Daiichi Sankyo agreed to pay $805 million initially and $130 million in milestones tied to approval of Plexxikon's PLX4032, which in Phase III clinical trials has shown potential to improve survival of metastatic melanoma patients harboring a genetic mutation known as BRAF.
The $935 million merger will be the fourth-largest on record for a venture-backed biopharmaceutical company, according to VentureSource, a market tracker owned by Dow Jones & Co., publisher of VentureWire. Just ahead is Amgen Inc.'s $1 billion takeover of BioVex Group Inc., in which it agreed to pay $425 million up front and $575 million in milestones.
Plexxikon reduced its need for equity through corporate alliances that brought in over $200 million in non-dilutive funding.

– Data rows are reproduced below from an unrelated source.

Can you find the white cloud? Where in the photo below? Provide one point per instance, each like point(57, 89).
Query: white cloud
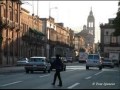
point(74, 13)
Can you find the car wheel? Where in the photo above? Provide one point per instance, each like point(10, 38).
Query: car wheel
point(31, 71)
point(48, 71)
point(87, 67)
point(27, 71)
point(44, 71)
point(100, 68)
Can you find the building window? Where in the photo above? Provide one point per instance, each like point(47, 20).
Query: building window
point(4, 12)
point(10, 15)
point(16, 17)
point(113, 39)
point(106, 32)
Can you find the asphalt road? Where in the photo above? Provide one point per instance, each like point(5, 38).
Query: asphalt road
point(75, 77)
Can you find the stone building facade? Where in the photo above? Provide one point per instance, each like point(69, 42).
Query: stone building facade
point(109, 42)
point(9, 31)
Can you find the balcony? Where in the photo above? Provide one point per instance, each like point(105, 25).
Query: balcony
point(3, 22)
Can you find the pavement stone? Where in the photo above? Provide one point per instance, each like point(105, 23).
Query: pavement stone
point(11, 69)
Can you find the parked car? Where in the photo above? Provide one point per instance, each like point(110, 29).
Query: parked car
point(52, 65)
point(69, 59)
point(108, 62)
point(116, 62)
point(94, 60)
point(37, 64)
point(22, 61)
point(64, 59)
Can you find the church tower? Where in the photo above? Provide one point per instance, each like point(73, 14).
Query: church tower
point(91, 25)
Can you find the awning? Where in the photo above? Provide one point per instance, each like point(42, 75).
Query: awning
point(36, 32)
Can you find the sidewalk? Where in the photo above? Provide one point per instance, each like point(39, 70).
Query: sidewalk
point(11, 69)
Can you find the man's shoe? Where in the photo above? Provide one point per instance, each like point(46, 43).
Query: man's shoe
point(60, 85)
point(53, 83)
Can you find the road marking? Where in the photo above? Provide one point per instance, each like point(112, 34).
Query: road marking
point(70, 87)
point(88, 77)
point(69, 70)
point(98, 73)
point(45, 75)
point(11, 83)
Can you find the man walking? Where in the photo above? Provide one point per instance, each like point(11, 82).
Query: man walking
point(58, 66)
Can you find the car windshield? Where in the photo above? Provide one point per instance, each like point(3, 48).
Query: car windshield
point(96, 57)
point(106, 60)
point(36, 60)
point(90, 56)
point(23, 59)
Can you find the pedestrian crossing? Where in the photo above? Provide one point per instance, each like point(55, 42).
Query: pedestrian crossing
point(75, 67)
point(84, 68)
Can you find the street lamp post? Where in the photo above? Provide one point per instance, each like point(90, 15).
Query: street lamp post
point(48, 45)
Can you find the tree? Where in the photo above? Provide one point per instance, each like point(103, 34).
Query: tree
point(116, 22)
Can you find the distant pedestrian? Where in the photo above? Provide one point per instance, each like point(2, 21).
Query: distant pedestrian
point(58, 66)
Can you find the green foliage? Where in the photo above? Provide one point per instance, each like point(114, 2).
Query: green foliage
point(82, 50)
point(116, 23)
point(1, 38)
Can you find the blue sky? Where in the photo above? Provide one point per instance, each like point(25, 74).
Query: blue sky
point(74, 13)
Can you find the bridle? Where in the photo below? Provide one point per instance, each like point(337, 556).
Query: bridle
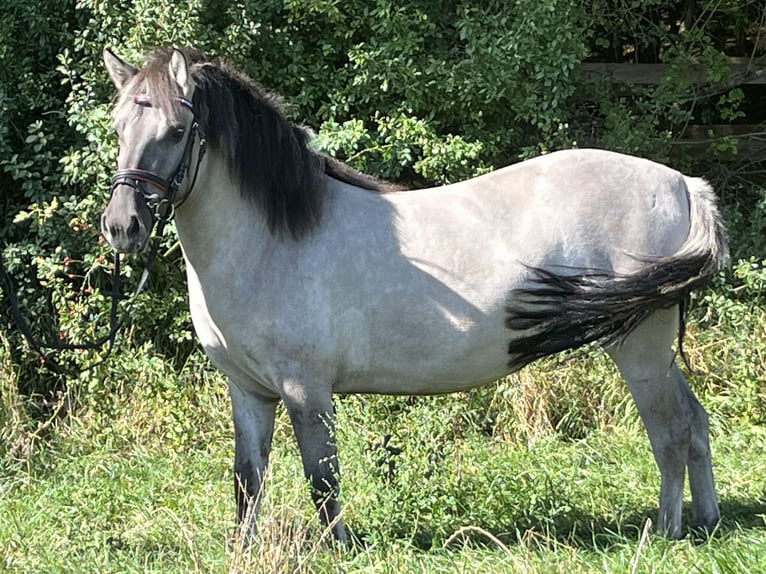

Because of these deals the company is profitable and has been paying taxes since 2008, said Chief Executive K. Peter Hirth. Its sale to Daiichi Sankyo, expected to close in about month, will provide returns for Advanced Technology Ventures, Alta Partners, Astellas Venture Capital, Pappas Ventures, Walden International and others.
Plexxikon and partner Roche Holding Ltd. expect to file for U.S. and European approval of PLX4032 this year. By acquiring Plexxikon, Daiichi Sankyo will take over Plexxikon's right to co-promote the drug in the U.S. with Genentech, Roche's U.S. commercial oncology unit. It also gains a pipeline that includes PLX3397, which is set to enter Phase II studies in multiple cancers, and PLX5622, an oral rheumatoid arthritis therapy that just entered the clinic.
Central to Plexxikon's success was a drug-discovery engine that enabled it to quickly identify compounds and ready them for clinical trials. The company formed in 2001 with a plan to use structural biology to identify small-molecules aimed at kinase-enzyme drug targets. The approach involves crystallizing kinases with the compound bound to them. The insights this provided enabled it to develop drug candidates that bound selectively to their target.
Plexxikon discovered PLX4032 in 2005, moved it into clinical trials in 2006 and partnered it with Roche that year. The companies are developing a companion diagnostic to identify patients suited to the drug, which is taken orally. About half of melanomas have the BRAF mutation and 8% of solid tumors harbor it as well, according to the company.
In addition to Roche and Genentech, Plexxikon also formed deals with Wyeth and French drug company Servier. Because its drug-discovery engine produced so many products--generating a compound ready for the clinic about every 12 months--Plexxikon was able to form multiple deals while still being selective about the drugs it chose to advance on its own, said ATV General Partner Michael Carusi.
The potential of Plexxikon's lead drug extends beyond melanoma, Hirth said. Colorectal cancer is another target, since the BRAF mutation occurs in about 10% of these cancers, according to the company.